Carvana (CVNA) shares rallied Monday after Wedbush decided the recent selloff had gone too far, upgrading the online used car retailer and setting a new Street-high price target of $400.
What's Driving the Upgrade
Wedbush analyst Scott Devitt lifted his rating to Outperform from Neutral, bumping the price target from $380 to $400. The catalyst? A 13% decline in shares that Devitt thinks doesn't reflect how well management has actually been executing.
Here's the thing: Carvana's stock is now trading near the bottom of its historical valuation range over the past two years, hovering around 22 times projected 2027 earnings. That looks cheap to Wedbush, especially given what's happening operationally.
Beating CarMax Ahead of Schedule
The most interesting development is that Carvana is now expected to overtake CarMax (KMX) in quarterly used unit volumes six months earlier than previously thought. According to Street estimates cited by Devitt, Carvana will deliver roughly 187,000 used vehicles in Q4 2026, compared to about 170,000 for CarMax. That's a pretty significant momentum shift.
Looking further out, Wedbush's base case has Carvana hitting three million annual retail unit sales by 2033, which would represent a compound annual growth rate of at least 23% through that year.

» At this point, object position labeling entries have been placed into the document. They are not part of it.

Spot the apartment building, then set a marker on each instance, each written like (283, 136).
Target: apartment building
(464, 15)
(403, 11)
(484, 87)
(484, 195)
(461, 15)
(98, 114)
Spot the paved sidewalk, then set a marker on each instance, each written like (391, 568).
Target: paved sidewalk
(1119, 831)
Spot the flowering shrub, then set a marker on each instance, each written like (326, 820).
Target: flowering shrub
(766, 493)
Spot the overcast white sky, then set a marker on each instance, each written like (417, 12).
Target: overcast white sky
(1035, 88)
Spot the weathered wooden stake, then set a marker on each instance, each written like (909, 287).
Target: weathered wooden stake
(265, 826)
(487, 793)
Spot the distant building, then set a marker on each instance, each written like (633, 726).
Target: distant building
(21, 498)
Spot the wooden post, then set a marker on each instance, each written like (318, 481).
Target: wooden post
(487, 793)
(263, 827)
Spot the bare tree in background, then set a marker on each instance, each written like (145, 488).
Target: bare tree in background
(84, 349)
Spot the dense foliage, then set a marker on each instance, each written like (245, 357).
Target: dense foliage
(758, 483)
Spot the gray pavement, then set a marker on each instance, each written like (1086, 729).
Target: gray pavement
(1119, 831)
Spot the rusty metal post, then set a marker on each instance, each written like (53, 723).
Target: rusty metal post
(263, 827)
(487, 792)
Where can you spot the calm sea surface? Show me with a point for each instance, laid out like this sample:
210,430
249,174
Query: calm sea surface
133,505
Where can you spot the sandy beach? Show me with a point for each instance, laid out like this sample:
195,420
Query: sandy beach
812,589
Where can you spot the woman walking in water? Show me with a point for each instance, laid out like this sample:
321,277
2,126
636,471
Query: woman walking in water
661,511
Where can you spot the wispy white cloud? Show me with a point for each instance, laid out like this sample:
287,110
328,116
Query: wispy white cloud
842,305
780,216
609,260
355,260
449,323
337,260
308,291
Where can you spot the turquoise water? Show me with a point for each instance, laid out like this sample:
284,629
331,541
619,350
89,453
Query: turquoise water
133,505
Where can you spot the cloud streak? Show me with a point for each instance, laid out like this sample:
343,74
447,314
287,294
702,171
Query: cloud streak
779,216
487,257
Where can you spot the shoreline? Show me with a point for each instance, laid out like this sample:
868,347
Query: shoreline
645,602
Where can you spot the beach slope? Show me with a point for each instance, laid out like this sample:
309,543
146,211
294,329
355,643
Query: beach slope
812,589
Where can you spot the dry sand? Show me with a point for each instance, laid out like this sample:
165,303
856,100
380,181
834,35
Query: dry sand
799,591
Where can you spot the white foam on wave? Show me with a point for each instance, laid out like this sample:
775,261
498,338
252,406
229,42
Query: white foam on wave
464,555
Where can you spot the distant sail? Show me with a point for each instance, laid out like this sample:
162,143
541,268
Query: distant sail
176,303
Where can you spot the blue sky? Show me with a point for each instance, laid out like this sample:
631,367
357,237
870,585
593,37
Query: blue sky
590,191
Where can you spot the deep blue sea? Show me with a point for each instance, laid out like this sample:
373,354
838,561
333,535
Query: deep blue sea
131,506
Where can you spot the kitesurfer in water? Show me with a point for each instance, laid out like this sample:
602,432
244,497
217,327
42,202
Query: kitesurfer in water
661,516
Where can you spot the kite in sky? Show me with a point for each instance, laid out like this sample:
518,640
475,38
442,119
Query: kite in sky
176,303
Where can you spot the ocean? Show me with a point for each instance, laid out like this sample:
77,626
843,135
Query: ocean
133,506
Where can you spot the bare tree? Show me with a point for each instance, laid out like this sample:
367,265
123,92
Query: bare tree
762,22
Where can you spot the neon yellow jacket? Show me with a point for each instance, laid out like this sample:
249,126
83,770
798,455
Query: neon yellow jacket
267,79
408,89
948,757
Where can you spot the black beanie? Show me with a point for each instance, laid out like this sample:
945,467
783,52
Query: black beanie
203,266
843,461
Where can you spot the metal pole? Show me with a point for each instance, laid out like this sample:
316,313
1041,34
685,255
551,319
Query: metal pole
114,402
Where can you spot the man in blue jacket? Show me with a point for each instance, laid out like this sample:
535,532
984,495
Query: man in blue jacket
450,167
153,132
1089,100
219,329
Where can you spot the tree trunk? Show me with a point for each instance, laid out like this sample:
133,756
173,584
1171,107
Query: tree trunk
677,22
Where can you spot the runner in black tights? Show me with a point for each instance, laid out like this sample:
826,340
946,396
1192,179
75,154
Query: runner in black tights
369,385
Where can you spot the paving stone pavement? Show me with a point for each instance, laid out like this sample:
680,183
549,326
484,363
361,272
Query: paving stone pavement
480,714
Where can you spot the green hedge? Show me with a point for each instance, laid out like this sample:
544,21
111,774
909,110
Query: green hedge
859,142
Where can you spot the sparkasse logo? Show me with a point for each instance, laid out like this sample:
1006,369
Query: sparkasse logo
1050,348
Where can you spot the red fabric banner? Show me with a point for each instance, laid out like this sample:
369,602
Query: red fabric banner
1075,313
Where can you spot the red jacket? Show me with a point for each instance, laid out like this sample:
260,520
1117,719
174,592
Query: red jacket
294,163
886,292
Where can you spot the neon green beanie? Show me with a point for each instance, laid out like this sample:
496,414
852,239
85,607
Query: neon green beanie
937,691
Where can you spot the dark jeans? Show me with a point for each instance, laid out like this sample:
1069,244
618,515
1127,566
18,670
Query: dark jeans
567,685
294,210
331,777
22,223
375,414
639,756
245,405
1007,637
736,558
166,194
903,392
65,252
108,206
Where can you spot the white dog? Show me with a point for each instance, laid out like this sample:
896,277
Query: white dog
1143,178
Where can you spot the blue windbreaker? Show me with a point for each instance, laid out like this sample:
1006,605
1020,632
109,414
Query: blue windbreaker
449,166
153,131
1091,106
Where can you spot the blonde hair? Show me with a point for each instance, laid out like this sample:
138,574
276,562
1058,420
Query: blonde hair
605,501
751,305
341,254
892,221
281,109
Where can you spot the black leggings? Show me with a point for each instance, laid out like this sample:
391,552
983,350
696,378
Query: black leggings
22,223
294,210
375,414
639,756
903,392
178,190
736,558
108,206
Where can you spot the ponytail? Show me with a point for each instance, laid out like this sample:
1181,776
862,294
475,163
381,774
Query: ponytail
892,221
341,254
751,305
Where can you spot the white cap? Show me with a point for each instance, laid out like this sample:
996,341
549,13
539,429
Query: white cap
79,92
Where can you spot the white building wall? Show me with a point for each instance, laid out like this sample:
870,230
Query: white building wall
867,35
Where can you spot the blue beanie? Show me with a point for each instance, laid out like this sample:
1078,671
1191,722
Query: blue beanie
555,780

Margin Expansion and Credit Concerns
Carvana has been steadily improving its margins year-over-year, thanks to better gross profit per unit and tighter expense management. Wedbush expects adjusted EBITDA margins to climb toward 12% by 2027, putting the company on a clear path to management's longer-term target of 13.5% over the next five to ten years.
What about credit risk? Despite Carvana's expansion into lower-prime and subprime financing, Wedbush doesn't see much reason to worry about credit performance. The firm acknowledges that some investor anxiety has been tied to broader market jitters and weakness from peer CarMax, but doesn't think those concerns are justified for Carvana specifically.
Near-Term Numbers
For the fourth quarter, Wedbush now expects revenue of $5.2 billion with adjusted EBITDA of $535 million, translating to a 10.3% margin. That revenue figure would be up 46.4% year-over-year. For the full year, the firm is projecting $19.9 billion in revenue, a 45.6% jump from last year, powered by a 41.4% surge in used unit sales.
"Management has delivered robust growth for several quarters, and in the near-term, we see upside to current estimates," Devitt said.
Price Action: Carvana shares were up 5.91% at $328.20 at the time of publication on Monday.